E il club era considerato un eterno incompiuto, mancava la vittoria importante. Il “papponismo” aveva unito una città più divisa di quanto voglia lo stereotipo, “Ggiùnapoli” e “Ssùnapoli”, rendez-vous tra classi popolari e borghesia, ultras e imprenditori.
L’estate scorsa era esploso il movimento degli A16: quelli che invitavano il presidente a prendere l’autostrada per la Puglia, a lasciare e occuparsi della Bari. Alcuni invocavano un fantomatico sceicco. Lo stesso presidente che in quasi vent’anni ha confezionato sparate fuori dal mondo, ragazze pon pon e magliette inguardabili – alcune così trash da risultare indimenticabili o introvabili –, che ha fallito nei propositi di creare una cantera napoletana – la scugnizzerìa – o uno stadio di proprietà, che ha bruciato Carlo Ancelotti, nientedimeno, e che non ha brillato nei rapporti con gli ultras – alla vigilia dei quarti di Champions con il Milan è passato dall’invocare il modello Thatcher alle foto con quelli non tesserati accolti infine in tribuna. La contestazione si è squagliata col Maradona sold out perfino per Udinese-Napoli in streaming e con una città invasa dai festoni.

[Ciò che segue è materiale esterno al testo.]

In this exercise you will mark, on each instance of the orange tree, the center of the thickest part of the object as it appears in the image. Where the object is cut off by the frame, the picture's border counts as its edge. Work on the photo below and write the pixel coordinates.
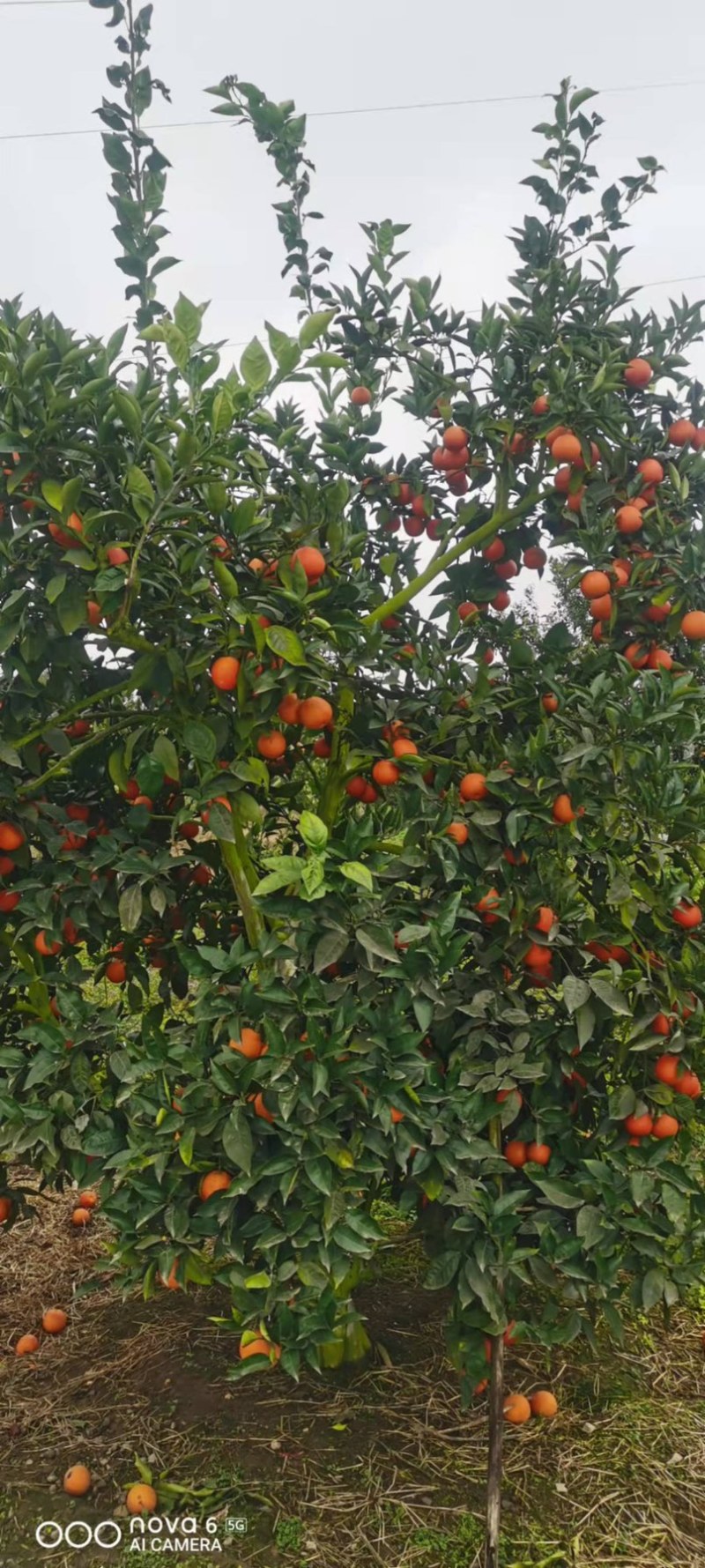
(322, 877)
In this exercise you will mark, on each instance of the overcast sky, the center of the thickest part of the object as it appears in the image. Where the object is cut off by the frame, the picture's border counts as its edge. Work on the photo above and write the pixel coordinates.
(453, 173)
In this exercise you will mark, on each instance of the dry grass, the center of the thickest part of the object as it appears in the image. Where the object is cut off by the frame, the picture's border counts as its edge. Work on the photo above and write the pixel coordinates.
(380, 1469)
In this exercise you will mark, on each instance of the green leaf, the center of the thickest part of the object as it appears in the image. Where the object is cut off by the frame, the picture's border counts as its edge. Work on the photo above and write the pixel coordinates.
(286, 643)
(608, 992)
(330, 947)
(254, 366)
(199, 740)
(360, 873)
(130, 907)
(140, 485)
(312, 829)
(315, 326)
(237, 1141)
(56, 587)
(560, 1193)
(189, 319)
(286, 350)
(652, 1288)
(223, 412)
(575, 992)
(116, 769)
(129, 411)
(165, 753)
(52, 493)
(289, 871)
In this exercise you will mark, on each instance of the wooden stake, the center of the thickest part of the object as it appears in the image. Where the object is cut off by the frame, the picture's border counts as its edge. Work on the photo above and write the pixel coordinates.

Della festa si era cominciato a parlare sottovoce con il Mondiale vinto dall’Argentina in Qatar – si ricordava la coincidenza con quello del 1986 e il primo Scudetto del Napoli nel 1987, entrambi firmati Diego Armando Maradona. Era ancora febbraio quando la prima decorazione con il terzo tricolore è apparsa ai Quartieri Spagnoli: questa squadra è stata anche la fine della scaramanzia nella città della scaramanzia che da allora non ha smesso di pitturarsi, addobbarsi, appestarsi, riempirsi in ogni angolo e Rione di gadget e ornamenti non senza vette di grottesco o peggio – su tutte il ragazzo di pelle nera, con maglia di Osimhen, messo a favore di passanti e turisti a distribuire volantini promozionali in mezzo al mercato della Pignasecca.

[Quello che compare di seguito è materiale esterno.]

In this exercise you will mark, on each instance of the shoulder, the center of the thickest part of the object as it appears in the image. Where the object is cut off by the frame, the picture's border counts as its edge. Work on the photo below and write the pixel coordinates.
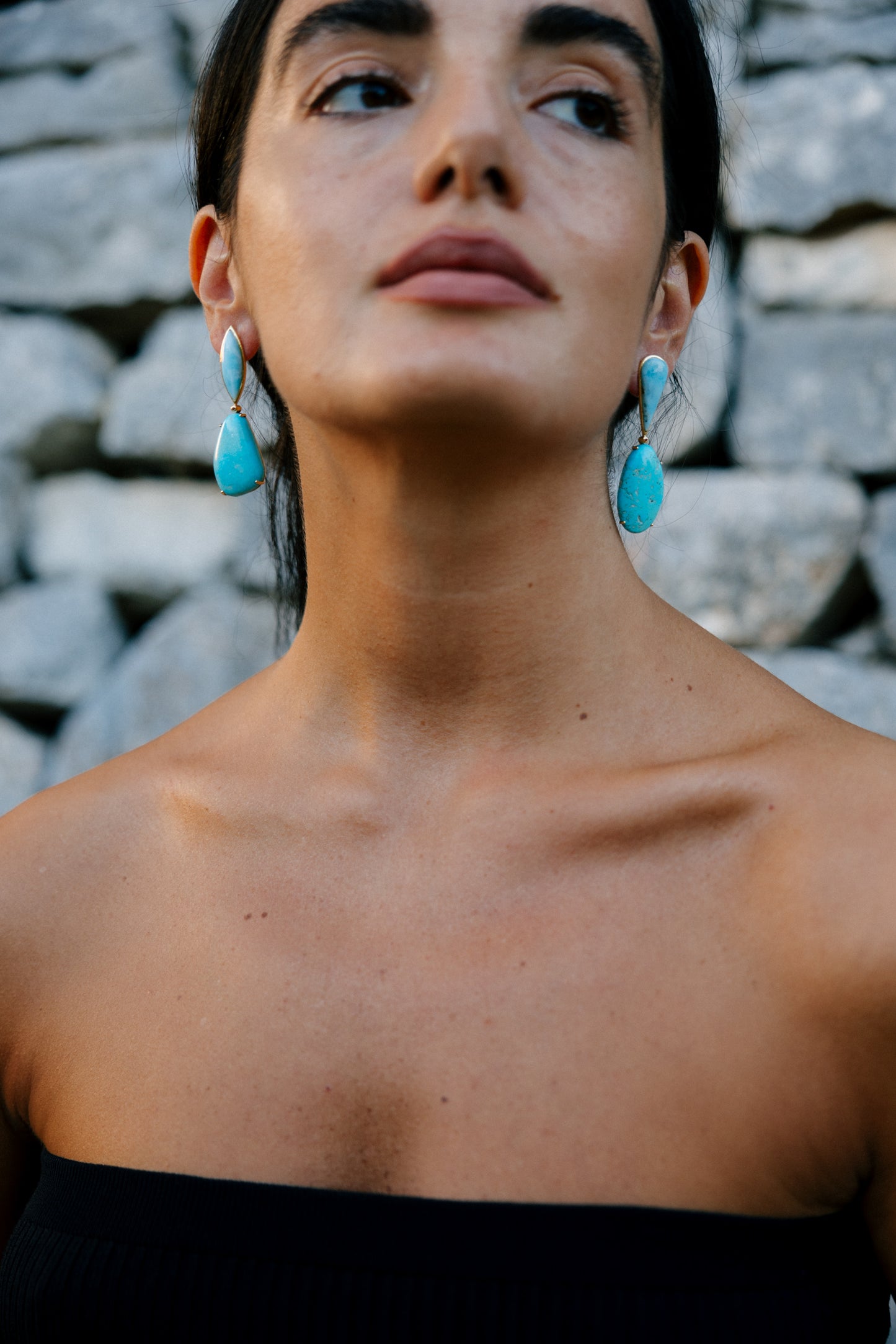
(84, 848)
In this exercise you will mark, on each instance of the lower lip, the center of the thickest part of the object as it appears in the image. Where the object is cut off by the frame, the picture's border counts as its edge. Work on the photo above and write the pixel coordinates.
(464, 289)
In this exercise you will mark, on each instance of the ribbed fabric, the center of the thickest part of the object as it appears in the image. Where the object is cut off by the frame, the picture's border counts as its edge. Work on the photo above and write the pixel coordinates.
(112, 1254)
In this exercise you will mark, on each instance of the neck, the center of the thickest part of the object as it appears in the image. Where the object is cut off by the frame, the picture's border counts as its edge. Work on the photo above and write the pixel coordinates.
(451, 604)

Napoli ha interpretato Napoli: come al comico cui si chiede «facce ride», ha vestito i panni della città che vive per il calcio, che non passa giorno senza piangere Maradona, che non è un problema vivere per giorni con ordinanze e atmosfere da Capodanno permanente se si tratta di pallone. Le autorità non sono riuscite con ore di riunioni e vertici a impedire che tutto si bloccasse, che i napoletani non tifosi del Napoli – esistono! – venissero travolti dal caos di divieti e rinvii e dall’entusiasmo della maggioranza. Hanno fallito. Chi si è mosso con i mezzi pubblici ha vissuto vere e proprie ore di panico e terrore. Il copione si ripeterà con ogni probabilità alle prossime puntate, all’ultima di campionato in casa del 4 giugno, quasi sicuramente. La napoletanità è degenerata puntualmente in napoletaneria. L’unica programmazione riuscita è stata quella che ha riguardato la squadra.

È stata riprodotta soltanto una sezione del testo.